Lee Rumsey resigned from the force earlier this year but the misconduct hearing panel found that he would have received a final written warning, were he still serving as a police constable.
PC Rumsey was driving with a fellow officer on patrol in Peterborough at about 8.15pm on 29 August 2017 when they saw a Mercedes driving erratically on Morley Way and decided to carry out a stop.
The Mercedes failed to stop and after a brief pursuit it spun 180 degrees, came to a stop in Celta Way, and PC Rumsey intentionally drove the police car into the Mercedes.
The occupants ran away from the car and PC Rumsey drove after one of the men and struck him with the police vehicle. The man got up and ran up onto a footpath. The police car followed him and struck him a second time.

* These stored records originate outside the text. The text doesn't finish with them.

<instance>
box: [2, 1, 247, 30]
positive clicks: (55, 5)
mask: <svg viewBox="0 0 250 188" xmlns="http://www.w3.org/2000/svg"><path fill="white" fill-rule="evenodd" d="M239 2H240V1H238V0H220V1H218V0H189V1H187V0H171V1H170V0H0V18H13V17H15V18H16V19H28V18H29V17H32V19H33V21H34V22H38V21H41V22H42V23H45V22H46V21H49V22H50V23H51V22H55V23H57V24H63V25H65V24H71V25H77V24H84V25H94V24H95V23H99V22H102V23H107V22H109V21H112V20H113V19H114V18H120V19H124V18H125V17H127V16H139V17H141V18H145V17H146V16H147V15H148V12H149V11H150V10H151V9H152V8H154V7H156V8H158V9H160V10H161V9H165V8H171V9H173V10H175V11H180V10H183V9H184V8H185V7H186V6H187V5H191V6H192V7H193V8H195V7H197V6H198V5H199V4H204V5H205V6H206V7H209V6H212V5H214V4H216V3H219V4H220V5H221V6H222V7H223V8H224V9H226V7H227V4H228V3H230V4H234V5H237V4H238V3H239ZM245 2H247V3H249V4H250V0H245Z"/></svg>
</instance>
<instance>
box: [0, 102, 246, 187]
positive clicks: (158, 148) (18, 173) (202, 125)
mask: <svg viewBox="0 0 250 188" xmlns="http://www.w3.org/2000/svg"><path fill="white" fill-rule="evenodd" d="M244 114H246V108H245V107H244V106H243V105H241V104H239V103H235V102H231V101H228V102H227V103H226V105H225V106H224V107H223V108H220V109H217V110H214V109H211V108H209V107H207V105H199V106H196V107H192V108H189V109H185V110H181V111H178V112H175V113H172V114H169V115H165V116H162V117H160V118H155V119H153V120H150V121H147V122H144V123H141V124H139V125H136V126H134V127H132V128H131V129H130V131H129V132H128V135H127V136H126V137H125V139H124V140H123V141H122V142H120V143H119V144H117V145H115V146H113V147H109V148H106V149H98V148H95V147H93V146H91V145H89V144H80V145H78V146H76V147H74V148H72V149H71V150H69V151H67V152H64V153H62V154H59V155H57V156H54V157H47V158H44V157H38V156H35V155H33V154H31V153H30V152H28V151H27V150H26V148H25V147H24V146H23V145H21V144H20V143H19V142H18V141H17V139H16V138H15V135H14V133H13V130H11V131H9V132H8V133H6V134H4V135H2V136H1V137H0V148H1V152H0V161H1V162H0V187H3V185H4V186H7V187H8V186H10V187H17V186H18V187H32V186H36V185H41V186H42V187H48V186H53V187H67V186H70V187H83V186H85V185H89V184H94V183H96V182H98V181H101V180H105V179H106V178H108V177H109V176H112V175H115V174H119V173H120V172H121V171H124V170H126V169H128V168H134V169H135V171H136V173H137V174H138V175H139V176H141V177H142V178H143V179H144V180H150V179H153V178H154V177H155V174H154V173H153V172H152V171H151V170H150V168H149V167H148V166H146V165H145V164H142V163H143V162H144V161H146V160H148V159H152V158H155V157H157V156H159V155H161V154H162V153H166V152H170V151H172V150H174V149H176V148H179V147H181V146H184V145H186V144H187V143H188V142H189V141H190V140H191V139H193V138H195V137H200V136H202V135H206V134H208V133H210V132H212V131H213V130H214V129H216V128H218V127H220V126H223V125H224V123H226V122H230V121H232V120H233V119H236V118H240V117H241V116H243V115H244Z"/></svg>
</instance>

The independent panel found PC Rumsey breached standards of professional behaviour by use of force in driving into the man that was not proportionate and contrary to training, and failing to act with self-control, after a two-day hearing arranged by Cambridgeshire Constabulary which concluded recently (Wednesday).
Our investigation ended in December 2017 and we passed a file to Cambridgeshire Constabulary and to the Crown Prosecution Service (CPS). PC Rumsey was subsequently acquitted of dangerous driving following a trial.
IOPC Regional Director Sarah Green yesterday said:
“While the use of a police vehicle as a means to end a pursuit is a legitimate tactic in certain circumstances, PC Rumsey chose to use it on a person fleeing on foot who posed no immediate risk to any members of the public. The force’s training for officers does not include using vehicles to make contact with suspects on foot, and police officers have to use force in a manner which is justifiable and proportionate.
“We carried out a thorough investigation into the pursuit and apprehension of the man which concluded in December 2017. We interviewed PC Rumsey who declined to comment to our investigators. We took into account a statement from the other officer in the vehicle, footage from the police vehicle, and examined force and national policies.
“Our role is to independently investigate and gather the relevant evidence to determine whether there is a case to answer for gross misconduct. Decisions based on the evidence are ultimately taken by a court, or by an independent panel at professional disciplinary proceedings.”